Our present Minister at Hamburg (Bourrienne) is far from being so nice. A revolutionist from the beginning of the Revolution, he shared, with the partisans of La Fayette, imprisonment under Robespierre, and escaped death only by emigration. Recalled afterwards by his friend, the late Director (Barras), he acted as a kind of secretary to him until 1796, when Bonaparte demanded him, having known him at the military college. During all Bonaparte’s campaigns in Italy, Egypt, and Syria, he was his sole and confidential secretary—a situation which he lost in 1802, when Talleyrand denounced his corruption and cupidity because he had rivalled him in speculating in the funds and profiting by the information which his place afforded him. He was then made a Counsellor of State, but in 1803 he was involved in the fraudulent bankruptcy of one of our principal houses to the amount of a million of livres—and, from his correspondence with it, some reasons appeared for the suspicion that he frequently had committed a breach of confidence against his master, who, after erasing his name from among the Counsellors of State, had him conveyed a prisoner to the Temple, where he remained six months. A small volume, called Le Livre Rouge of the Consular Court, made its appearance about that time, and contained some articles which gave Bonaparte reason to suppose that Bourrienne was its author. On being questioned by the Grand Judge Regnier and the Minister Fouce, before whom he was carried, he avowed that he had written it, but denied that he had any intention of making it public.
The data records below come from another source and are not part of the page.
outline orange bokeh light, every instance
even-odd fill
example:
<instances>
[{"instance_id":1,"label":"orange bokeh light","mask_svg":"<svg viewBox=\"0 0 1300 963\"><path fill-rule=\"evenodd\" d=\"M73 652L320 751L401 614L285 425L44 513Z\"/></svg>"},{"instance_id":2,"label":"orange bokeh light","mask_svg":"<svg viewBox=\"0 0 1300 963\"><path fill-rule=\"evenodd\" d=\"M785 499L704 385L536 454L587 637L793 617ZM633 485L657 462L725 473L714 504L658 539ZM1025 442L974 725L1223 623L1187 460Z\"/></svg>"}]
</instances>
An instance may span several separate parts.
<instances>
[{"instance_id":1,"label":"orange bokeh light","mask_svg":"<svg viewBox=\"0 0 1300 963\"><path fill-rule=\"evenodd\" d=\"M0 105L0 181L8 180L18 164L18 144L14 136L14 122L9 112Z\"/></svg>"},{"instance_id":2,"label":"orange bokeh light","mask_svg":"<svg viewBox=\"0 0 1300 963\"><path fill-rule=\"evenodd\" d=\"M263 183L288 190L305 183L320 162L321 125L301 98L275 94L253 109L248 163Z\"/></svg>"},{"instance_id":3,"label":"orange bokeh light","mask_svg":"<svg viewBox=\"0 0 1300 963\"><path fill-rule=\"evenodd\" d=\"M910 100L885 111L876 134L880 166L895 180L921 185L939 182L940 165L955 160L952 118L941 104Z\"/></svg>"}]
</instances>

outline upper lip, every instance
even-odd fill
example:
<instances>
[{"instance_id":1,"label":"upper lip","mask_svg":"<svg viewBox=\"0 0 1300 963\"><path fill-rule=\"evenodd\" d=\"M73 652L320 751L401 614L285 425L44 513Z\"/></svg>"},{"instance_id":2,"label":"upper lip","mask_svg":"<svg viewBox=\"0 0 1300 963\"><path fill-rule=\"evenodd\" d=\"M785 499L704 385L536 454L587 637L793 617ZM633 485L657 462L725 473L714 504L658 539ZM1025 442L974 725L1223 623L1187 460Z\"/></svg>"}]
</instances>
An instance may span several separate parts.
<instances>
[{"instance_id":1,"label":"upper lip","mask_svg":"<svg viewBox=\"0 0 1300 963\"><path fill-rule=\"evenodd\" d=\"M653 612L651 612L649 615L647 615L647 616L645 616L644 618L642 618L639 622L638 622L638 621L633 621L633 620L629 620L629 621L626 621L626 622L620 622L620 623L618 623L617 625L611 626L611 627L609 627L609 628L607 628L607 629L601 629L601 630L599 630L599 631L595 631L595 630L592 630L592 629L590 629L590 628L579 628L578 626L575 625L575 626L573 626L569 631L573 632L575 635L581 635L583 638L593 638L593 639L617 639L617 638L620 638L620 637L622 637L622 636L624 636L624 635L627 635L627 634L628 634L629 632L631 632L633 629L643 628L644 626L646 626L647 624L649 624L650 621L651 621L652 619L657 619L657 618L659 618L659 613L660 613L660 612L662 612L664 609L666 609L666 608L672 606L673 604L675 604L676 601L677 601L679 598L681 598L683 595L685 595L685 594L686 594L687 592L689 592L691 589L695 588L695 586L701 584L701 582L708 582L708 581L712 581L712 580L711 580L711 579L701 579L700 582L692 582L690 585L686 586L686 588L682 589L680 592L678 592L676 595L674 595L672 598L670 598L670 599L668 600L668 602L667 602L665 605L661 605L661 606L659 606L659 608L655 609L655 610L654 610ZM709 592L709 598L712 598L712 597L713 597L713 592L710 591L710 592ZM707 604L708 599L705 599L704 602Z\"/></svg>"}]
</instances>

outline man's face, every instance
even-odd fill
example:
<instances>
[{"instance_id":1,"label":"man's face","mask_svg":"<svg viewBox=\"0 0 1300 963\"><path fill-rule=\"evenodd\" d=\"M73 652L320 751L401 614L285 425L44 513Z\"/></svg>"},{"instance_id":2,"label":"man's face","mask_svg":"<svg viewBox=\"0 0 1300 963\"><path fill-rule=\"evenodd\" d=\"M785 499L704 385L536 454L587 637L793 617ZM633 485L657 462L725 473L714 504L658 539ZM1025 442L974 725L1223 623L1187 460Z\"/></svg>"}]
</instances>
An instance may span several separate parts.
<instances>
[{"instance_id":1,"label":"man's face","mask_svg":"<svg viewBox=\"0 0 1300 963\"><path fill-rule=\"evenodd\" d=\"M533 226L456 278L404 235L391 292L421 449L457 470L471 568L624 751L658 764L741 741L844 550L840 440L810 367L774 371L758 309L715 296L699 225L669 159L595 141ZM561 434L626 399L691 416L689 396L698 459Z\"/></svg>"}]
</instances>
As to its having found its way to the press during his confinement, that could only be ascribed to the ill-will or treachery of those police agents who inspected his papers and put their seals upon them. “Tell Bonaparte,” said he, “that, had I been inclined to injure him in the public opinion, I should not have stooped to such trifles as Le Livre Rouge, while I have deposited with a friend his original orders, letters, and other curious documents as materials for an edifying history of our military hospitals during the campaigns of Italy and Syria all authentic testimonies of his humanity for the wounded and dying French soldiers.”
After the answers of this interrogatory had been laid before Bonaparte, his brother Joseph was sent to the Temple to negotiate with Bourrienne, who was offered his liberty and a prefecture if he would give up all the original papers that, as a private secretary, he had had opportunity to collect.
“These papers,” answered Bourrienne, “are my only security against your brother’s wrath and his assassins. Were I weak enough to deliver them up to-day, to-morrow, probably, I should no longer be counted among the living; but I have now taken my measures so effectually that, were I murdered to-day, these originals would be printed to-morrow. If Napoleon does not confide in my word of honour, he may trust to an assurance of discretion, with which my own interest is nearly connected. If he suspects me of having wronged him, he is convinced also of the eminent services I have rendered him, sufficient surely to outweigh his present suspicion. Let him again employ me in any post worthy of him and of me, and he shall soon see how much I will endeavour to regain his confidence.”